Kini hanya tinggal Velly bersama dengan papanya karena Gina pergi ke kamar mandi. Mata mereka saling menatap terkunci dalam kekecewaan. 

“Apa kamu masih belum bisa memaafkan Papa sampai mengatakan tidak ingin menikah?” Rahang Raka mengeras.

“Itu bukan urusan Papa,” ketusnya.

“Velly!” Sedikit meninggi. 

“Papa, gak usah mengurusi hidupku! Nikmati saja hati tua bersama dengan keluar Papa, anak dan cucu di rumah pasti merindukan Papa, tapi tidak denganku,” tekan Velly mati-matian menahan agar tidak menangis. 

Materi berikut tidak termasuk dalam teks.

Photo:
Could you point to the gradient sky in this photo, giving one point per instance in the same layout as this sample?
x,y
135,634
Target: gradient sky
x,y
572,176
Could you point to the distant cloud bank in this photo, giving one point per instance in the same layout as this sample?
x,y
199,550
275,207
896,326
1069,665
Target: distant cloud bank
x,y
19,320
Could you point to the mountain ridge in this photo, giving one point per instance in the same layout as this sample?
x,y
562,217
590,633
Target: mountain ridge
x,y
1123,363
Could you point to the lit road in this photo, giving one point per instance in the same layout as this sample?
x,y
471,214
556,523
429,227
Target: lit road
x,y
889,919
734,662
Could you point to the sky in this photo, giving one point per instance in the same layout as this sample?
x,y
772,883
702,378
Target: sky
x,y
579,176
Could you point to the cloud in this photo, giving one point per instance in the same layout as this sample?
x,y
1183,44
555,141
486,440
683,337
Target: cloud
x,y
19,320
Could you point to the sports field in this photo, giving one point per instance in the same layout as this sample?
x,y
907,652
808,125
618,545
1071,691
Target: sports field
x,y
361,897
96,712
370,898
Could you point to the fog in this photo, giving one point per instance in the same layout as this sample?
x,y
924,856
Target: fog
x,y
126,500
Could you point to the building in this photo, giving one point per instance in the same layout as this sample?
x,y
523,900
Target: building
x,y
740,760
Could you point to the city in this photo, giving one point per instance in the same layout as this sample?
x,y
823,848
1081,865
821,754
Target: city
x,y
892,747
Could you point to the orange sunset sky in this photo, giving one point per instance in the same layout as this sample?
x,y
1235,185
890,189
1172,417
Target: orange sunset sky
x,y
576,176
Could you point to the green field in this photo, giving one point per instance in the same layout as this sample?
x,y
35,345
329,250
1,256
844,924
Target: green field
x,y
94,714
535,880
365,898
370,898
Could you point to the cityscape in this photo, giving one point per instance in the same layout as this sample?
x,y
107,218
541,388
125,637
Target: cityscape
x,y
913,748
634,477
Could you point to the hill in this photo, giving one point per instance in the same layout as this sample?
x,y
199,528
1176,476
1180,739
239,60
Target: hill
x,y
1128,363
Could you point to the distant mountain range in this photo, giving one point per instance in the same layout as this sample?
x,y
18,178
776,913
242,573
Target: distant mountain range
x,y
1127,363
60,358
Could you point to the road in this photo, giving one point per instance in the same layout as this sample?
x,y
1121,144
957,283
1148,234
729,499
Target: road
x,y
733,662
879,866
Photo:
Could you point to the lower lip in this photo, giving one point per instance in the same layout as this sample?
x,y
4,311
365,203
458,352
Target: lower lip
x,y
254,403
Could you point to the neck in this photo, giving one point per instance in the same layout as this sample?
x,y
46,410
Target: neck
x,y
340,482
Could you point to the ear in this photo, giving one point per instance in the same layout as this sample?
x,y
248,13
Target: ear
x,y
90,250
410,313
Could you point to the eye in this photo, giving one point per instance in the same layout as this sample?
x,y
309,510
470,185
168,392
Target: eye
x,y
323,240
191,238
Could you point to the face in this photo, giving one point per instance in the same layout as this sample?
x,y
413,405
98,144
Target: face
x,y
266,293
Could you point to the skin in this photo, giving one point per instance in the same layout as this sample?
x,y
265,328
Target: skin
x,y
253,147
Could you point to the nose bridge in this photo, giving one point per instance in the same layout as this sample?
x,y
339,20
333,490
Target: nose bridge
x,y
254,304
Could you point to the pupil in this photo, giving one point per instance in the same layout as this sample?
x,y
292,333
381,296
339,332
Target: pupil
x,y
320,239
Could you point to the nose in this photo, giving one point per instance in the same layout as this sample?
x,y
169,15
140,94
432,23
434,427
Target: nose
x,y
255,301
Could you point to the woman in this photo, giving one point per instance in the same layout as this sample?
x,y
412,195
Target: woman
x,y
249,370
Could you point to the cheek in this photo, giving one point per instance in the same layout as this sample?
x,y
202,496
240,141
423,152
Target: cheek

“Nak, bagaimanapun kamu tetaplah putri kandung Papa. Darah Papa mengalir dalam dirimu, kamu lahir dengan cara yang halal dan kamu tetap akan menjadi tanggungan Papa sebelum kamu menikah,” papar Raka, matanya mulai basah.

Velly membuang napas berat seraya mengangguk-anggukkan kepala. “Iya, anak kandung karena kesalahan satu malam,” berdesis sebal. “Sudahlah, Pa. Cukup aku mengakuimu saja sebagai orangtuaku, jangan pernah minta lebih atau mengatur hidupku!” tegasnya menahan gemuruh di dalam dada. “Sekarang Papa bisa pergi dari sini!” Velly berdiri menunjuk ke arah pintu keluar yang masih tertutup.

“Velly, Papa minta maaf. Karena kebodohan Papa membuatmu benci pada Papa. Tapi satu hal yang harus kamu ketahui, Papa sangat sayang padamu, kamu putri Papa,” lirih Raka memandang manik-manik Velly yang sudah berkaca-kaca itu untuk terakhir kali sebelum ia melangkah keluar. 

Sakit terasa di dada, sudah 12 tahun lamanya sang anak masih bermusuhan dengannya. Dulu saat berada di luar negeri tidak pernah sekalipun membalas pesan darinya bahkan nomornya selalu di blok, namun ketika dekat pun Velly seperti menjauh sangat menjauh. 

“Dokter.” Raka terperanjat, buru-buru ia menghapus air mata di pipinya.

“Pak Raka, di sini?” Gabriel tersenyum menyapanya. Namun sedikit bingung pada gelagat Raka.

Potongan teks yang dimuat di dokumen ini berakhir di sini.